Towards A Stronger Peer-to-peer Anonymous System
Abstract
Anonymous communications systems on the Internet provides protection against
eavesdroppers and others that seek to link users with their communications. These systems
have many important applications in areas such as law enforcement, intelligence
gathering, business privacy, anonymous publishing, and personal privacy. Currently deployed
systems rely on a relatively small set of advertised servers to forward messages
for the user. These systems can suffer from scalability problems, with potentially large
bandwidth and system overhead costs, and the servers themselves can be targets of direct
attacks.
Peer-to-peer anonymous communications systems, such as Tarzan[1] and MorphMix
[2], have been proposed as a way to alleviate these problems with a large and
dynamic set of peers acting as servers. This makes direct attacks less effective and increases
scalability. Tarzan, however, requires that each peer know the identity of all
other peers, which makes it highly vulnerable to intersection attacks 2.7 and does not
scale beyond 10,000 nodes [2]. MorphMix does not have this requirement, but it requires that users allow other peers to choose the peers that will help forward the users
messages; attacker controlled peers will always select other colluding peers to be on the
path. Although the authors of MorphMix propose a collusion detection scheme, attackercontrolled
peers will be able to choose their colluding partners as forwarding nodes far
too often while the detection algorithm is still learning. The fundamental problem is one
of selecting peers independently at random, to ensure unbiased path selection, while not
distributing lists of all the peers in the system to all other peers.

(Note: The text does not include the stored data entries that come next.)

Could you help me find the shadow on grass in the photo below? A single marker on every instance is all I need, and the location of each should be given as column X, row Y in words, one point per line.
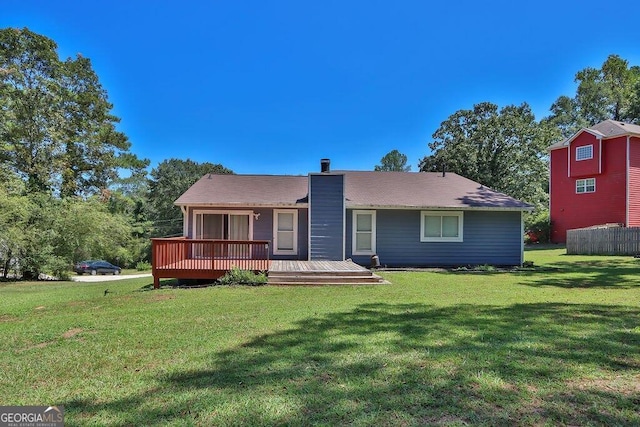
column 611, row 273
column 387, row 364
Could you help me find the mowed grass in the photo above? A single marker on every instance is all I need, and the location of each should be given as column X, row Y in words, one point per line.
column 556, row 345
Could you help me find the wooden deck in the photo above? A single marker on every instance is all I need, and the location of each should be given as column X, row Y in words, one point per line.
column 183, row 258
column 320, row 273
column 278, row 266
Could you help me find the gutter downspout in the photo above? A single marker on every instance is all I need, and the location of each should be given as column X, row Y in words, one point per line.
column 184, row 220
column 627, row 186
column 521, row 238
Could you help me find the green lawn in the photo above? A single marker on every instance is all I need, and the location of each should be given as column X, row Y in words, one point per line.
column 556, row 345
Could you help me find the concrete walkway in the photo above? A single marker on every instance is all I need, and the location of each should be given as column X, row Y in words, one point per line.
column 107, row 278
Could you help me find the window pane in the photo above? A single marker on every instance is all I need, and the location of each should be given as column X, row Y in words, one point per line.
column 449, row 226
column 363, row 222
column 285, row 221
column 285, row 240
column 432, row 226
column 363, row 242
column 584, row 152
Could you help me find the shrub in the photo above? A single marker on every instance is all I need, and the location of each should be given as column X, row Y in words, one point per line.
column 243, row 277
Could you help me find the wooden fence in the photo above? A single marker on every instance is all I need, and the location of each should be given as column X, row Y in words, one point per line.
column 604, row 241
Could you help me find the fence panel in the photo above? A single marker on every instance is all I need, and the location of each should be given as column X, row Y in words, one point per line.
column 604, row 241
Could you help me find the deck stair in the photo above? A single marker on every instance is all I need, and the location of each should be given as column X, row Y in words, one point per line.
column 320, row 273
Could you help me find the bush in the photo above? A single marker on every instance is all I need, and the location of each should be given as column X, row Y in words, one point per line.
column 243, row 277
column 143, row 266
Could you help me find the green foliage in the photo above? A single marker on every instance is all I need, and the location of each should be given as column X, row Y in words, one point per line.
column 610, row 92
column 505, row 149
column 143, row 266
column 57, row 132
column 537, row 226
column 168, row 181
column 393, row 161
column 237, row 276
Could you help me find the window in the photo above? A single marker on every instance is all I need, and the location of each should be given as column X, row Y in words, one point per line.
column 584, row 152
column 285, row 232
column 364, row 233
column 587, row 185
column 441, row 226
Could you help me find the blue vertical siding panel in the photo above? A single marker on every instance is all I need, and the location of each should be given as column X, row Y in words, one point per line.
column 326, row 204
column 490, row 237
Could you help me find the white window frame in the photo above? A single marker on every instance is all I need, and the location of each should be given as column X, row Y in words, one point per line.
column 584, row 152
column 458, row 238
column 277, row 251
column 354, row 233
column 584, row 185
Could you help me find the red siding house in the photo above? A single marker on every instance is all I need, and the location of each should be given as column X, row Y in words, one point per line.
column 595, row 178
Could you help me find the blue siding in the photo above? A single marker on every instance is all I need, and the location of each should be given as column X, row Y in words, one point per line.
column 326, row 204
column 490, row 237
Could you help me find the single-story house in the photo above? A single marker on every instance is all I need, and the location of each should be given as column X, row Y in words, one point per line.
column 402, row 218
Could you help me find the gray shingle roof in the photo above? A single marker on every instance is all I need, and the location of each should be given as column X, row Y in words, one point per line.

We propose a new peer-to-peer anonymous communications system using distributed
hash tables (DHTs). Similar to peer-to-peer file-sharing systems that use
DHTs 2.9, our system maps each IP address to a point on the id space using consistent
hashing. We further divide the id space into groups, conceptually organized as a
binary tree for purposes of node lookup. Each node has knowledge of all the nodes in its
own group, as well as knowing a limited number of nodes in other groups. This knowledge
is enough to effectively route lookups throughout the system. Nodes use redundancy and
probabilistic checking when performing lookups to prevent malicious nodes from returning
false information without detection.
We show that our scheme prevents attackers from biasing path selection, while
incurring moderate overheads, as long as the fraction of malicious nodes is less than
20%. Additionally, the system prevents attackers from obtaining a snapshot of the entire
system until the number of attackers grows too large (e.g. 15% for 10000 peers and
256 groups). The number of groups can be used as a tunable parameter in the system,
depending on the number of peers, that can be used to balance performance and security.